I’ve advised governments and financial institutions on how they should think about the allocation of capital to the best businesses, and I boil it down to five points:

  • Investors need to understand that there’s a quiet revolution happening in sustainable finance. It’s new data. It’s new risk tools. It’s new measurement. It’s new disclosure policies. It’s been happening for a while, and it’s now taking off.
  • Investors need to understand the risks that are involved with a two, potentially three or four degree Celsius climate change scenario, and there are risks that are very direct, i.e. stranded assets. If we actually take two degrees Celsius seriously, it means that trillions of dollars of market cap value for large oil and gas companies, for example, actually shouldn’t exist because their assets will have to stay underground. They’re stranded. Coastal real estate is a risk. Political upheaval is a risk. If you go to Saudi Arabia or Nigeria or Venezuela or Russia or the United States, large oil, fossil fuel producers, what does your economy look like in 50 years if you can’t actually go and use carbon assets?
  • This transition means opportunities: new businesses, new business models. It means old businesses looking at the world a little differently. It means old technological companies looking at the world differently as well as new technological companies engaging with the world. An investor should be thinking, how am I going to allocate capital profitably?
  • This a global transition.

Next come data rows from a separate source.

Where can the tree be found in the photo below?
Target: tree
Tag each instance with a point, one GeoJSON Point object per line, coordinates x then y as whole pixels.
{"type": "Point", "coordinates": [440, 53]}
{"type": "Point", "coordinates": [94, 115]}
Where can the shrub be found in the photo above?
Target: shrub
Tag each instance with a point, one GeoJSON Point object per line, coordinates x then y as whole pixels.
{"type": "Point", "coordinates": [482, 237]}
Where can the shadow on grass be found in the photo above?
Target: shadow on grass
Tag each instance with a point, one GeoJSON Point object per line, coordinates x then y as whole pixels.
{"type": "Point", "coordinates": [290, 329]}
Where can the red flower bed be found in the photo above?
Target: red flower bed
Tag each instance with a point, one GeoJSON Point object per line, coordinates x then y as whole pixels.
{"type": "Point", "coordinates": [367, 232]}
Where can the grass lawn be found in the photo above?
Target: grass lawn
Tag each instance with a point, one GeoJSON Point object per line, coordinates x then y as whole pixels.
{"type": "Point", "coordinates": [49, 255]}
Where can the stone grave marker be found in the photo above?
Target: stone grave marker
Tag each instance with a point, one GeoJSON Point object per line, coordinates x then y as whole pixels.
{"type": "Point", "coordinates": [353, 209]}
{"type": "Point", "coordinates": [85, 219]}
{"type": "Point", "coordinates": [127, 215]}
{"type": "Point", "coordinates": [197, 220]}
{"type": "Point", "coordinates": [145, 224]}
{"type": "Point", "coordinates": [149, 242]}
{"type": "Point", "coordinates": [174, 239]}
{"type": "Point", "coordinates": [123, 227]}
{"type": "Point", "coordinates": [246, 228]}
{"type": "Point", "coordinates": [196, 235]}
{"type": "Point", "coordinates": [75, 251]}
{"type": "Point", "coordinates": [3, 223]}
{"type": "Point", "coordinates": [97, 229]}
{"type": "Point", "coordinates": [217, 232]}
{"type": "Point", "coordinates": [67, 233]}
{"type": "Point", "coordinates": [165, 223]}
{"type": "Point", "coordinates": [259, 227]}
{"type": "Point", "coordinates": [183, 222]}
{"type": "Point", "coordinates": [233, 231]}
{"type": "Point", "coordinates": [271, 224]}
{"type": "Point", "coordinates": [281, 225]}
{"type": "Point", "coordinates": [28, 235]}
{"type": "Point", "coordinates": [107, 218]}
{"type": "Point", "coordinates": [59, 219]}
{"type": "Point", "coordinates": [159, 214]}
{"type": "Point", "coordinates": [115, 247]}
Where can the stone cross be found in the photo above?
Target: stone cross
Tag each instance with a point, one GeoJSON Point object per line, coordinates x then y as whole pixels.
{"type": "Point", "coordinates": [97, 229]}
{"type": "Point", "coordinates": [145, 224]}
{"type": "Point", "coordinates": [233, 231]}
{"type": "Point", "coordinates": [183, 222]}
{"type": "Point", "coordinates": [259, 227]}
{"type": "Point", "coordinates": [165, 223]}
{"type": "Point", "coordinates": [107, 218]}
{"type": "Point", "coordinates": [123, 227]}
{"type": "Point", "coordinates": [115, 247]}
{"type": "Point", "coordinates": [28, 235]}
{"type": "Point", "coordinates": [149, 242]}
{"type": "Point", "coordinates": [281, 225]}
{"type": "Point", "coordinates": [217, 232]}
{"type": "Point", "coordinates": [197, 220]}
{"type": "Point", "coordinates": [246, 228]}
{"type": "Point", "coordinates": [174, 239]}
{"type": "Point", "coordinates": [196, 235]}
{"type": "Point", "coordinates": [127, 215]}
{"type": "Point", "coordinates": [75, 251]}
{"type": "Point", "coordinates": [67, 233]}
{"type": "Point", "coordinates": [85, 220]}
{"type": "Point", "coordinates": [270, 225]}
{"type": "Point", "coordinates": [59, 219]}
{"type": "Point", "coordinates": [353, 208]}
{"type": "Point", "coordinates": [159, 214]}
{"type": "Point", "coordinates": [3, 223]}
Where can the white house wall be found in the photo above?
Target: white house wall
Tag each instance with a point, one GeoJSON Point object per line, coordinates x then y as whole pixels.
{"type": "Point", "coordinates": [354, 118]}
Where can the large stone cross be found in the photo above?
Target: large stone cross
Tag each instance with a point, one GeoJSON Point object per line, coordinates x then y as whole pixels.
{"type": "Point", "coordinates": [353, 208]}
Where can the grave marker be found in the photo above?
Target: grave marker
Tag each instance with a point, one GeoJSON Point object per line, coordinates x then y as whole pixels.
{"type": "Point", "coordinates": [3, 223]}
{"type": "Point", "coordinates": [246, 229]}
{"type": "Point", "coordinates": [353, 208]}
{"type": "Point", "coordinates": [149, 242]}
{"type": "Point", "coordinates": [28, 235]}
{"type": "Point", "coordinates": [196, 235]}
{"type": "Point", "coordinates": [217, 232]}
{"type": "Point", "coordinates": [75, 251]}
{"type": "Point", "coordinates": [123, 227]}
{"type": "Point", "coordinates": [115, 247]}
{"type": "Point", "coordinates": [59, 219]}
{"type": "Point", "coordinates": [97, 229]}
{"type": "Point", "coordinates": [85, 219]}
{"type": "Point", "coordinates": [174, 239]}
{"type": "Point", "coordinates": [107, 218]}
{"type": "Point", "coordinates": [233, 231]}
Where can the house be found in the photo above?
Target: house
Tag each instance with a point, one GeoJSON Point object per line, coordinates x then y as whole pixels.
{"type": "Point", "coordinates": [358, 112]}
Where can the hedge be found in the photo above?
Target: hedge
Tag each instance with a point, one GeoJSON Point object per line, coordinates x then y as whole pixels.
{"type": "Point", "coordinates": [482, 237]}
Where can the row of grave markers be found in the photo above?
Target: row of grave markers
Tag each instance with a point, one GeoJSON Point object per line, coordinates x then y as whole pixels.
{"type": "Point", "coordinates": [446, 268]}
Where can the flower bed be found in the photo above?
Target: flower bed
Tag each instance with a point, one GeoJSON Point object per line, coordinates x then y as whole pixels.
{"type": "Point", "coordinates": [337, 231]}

You actually have to think about geography when you think about sustainability because there are certain parts of the world that are in the lead. And there are certain parts of the world that are going be hit the hardest from climate events. Sadly, the African continent that contributed the least to climate change will actually bear the largest brunt of it. So having a global perspective and thinking about the nuance of geography will matter a lot.
  • You shouldn’t be a purist when it comes to climate change or sustainability when you’re allocating capital because there is a lot of nuance in this space. It could very well be the fact that large oil and gas companies become the leaders of the renewable energy transition. I’m a believer, personally, that it’s more about engagement, that you should invest in these companies because they’re large parts of the economy. They’re how the energy system of the world operates today. You should ask Exxon, Chevron, Shell—what are you all doing to stay at two degrees Celsius? What is your plan? How are you contributing? That is a much more useful and thoughtful and I think, productive way that an allocator of capital should be operating as opposed to just divesting and letting somebody else deal with it.

I think there are investors who are engaged in this space who are figuring these things out every single day.